By Jason Warner — There has been a lot of press regarding the implications for job seeker of Those Photos on MySpace, Facebook and other social networking sites. You know the pictures I’m referring to…
Most of the discussions I’ve heard on the topic are cautionary, as in, “Beware! What you post or say on the Internet could be online for a Very Long Time!”
As the leader of large corporate recruiting organizations (now Google, and before that at Starbucks) I have a different perspective.
We are in a new and unprecedented time with regard to the level of transparency the Internet creates between jobseekers and employers. More than ever before, jobseekers today know way more about the companies they might work for (and the people inside those companies, if you check OfficeBallot and Vault, for example), and employers know more about the candidates they might want to hire.
But here are five reasons that employers are not going to spend their time worrying about your unfortunate online photos – and other embarrassing antics from earlier years.
1. There is nothing any of us can do to change the behavior of college students.
From what I can tell, these, er…, activities have been happening in one form or another for as long as there have been colleges. Which is a very long time indeed. Our parents just didn’t mention it.
2. As time goes on, more and more detail about all of us will be found online.

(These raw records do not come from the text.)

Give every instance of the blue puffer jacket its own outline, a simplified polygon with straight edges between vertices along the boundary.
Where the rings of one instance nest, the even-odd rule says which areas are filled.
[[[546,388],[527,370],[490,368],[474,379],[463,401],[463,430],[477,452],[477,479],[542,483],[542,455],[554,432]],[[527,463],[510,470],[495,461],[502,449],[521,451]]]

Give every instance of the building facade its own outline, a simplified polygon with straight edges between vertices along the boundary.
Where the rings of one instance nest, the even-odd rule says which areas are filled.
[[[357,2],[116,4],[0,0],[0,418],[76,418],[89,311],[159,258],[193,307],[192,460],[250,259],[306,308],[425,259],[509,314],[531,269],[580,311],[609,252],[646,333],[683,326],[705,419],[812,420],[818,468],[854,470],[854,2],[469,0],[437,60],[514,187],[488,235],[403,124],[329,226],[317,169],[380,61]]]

Instead of a snippet or an indiscrete photo, there will be entire personal and professional “dossiers” about all of us and that information will be far more influential than a few unfortunate and unfocused pictures. For example, a blog is an excellent example of the sort of information that might be relevant to employers, if only to get a sense of how a potential hire communicates in writing. Half-naked underwear shots through a tequila-stained lens…not so valuable.
3. Searching for Those Photos won’t be worth our time.

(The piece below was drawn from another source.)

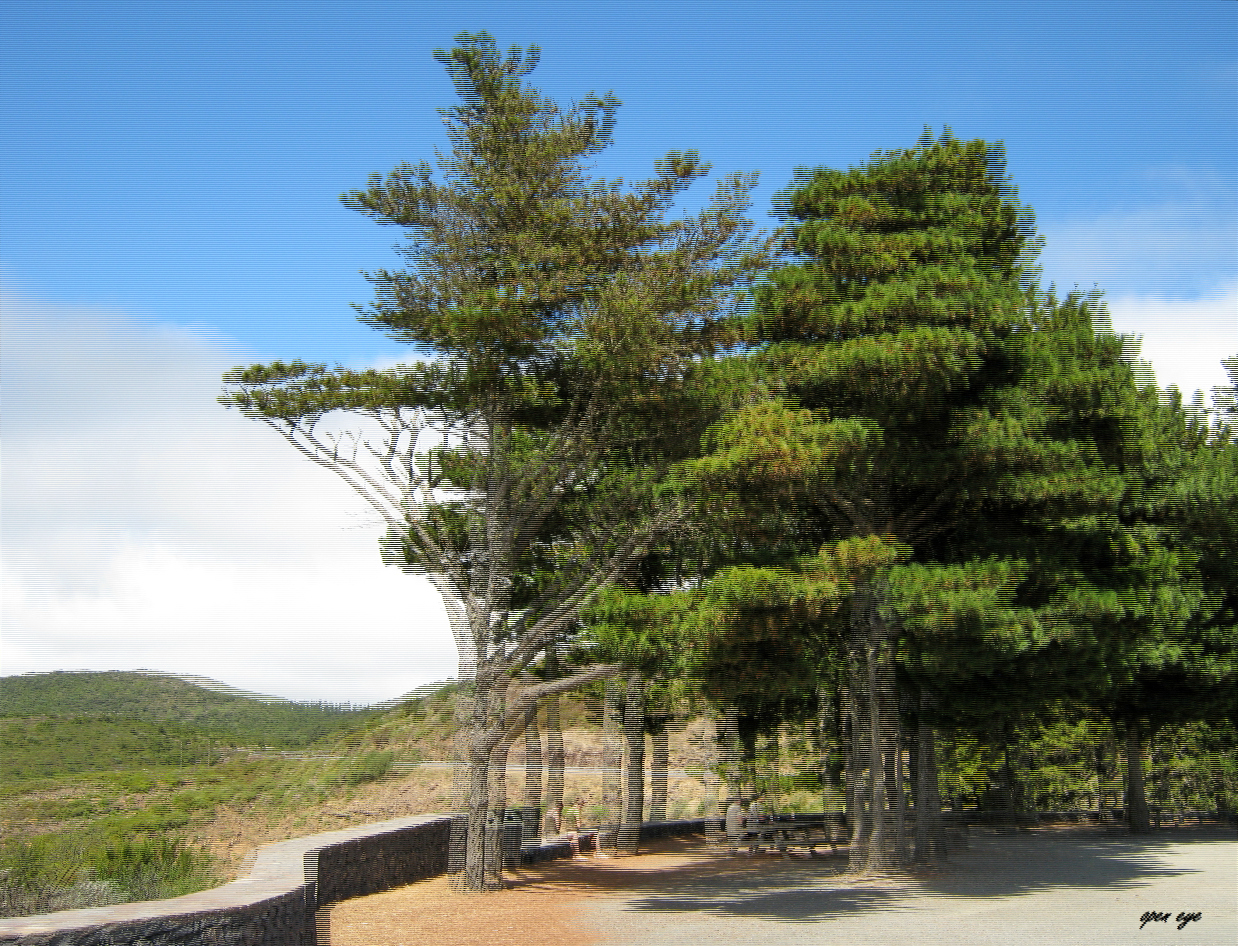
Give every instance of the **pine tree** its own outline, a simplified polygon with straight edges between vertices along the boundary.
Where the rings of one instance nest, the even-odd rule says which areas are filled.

As the velocity of job changes continues to move along at a rapid pace, and talent moves into and out of organizations more frequently than ever before. Most studies indicate that corporate recruiting departments are continuing to be strained to do more with less. So recruiters won’t have time to go hunting for Those Photos when there’s not much return on that investment.
4. The information isn’t relevant anyway.
Those Photos are representative of behaviors that many young candidates experience, and don’t likely correlate to on the job performance. If we have the bravery to get real about the topic, we all recognize that there a lot of things we do in private that we wouldn’t shared in public. Given the reach and permanence, the Internet just provides a smaller margin of error for revealing these natural human slips.
5. Its a slippery slope that could be bad for employers.
Today there is a fuzzy but growing distinction that companies will continue to draw between candidate professional experiences, competencies, and capabilities and their private lives and outside behaviors. It’s a line we don’t likely want to cross, because if we cross it for candidates, we may cross it for employees, and that compounds the problem to a monumentally greater degree.
In most cases, Those Photos will become a non-issue as this phase of the Internet Age plays itself out. Indeed, the leading companies in talent acquisition will continue to refine their hiring processes to become more and more scientific over time, because we now have much more data and tools to quantify what drives performance inside our companies.
However, the vast majority of selection processes at companies aren’t based on data-driven analysis as much as on interview processes that are far from scientific. So, there certainly is risk in posting Those Photos online. But that risk should diminish over time.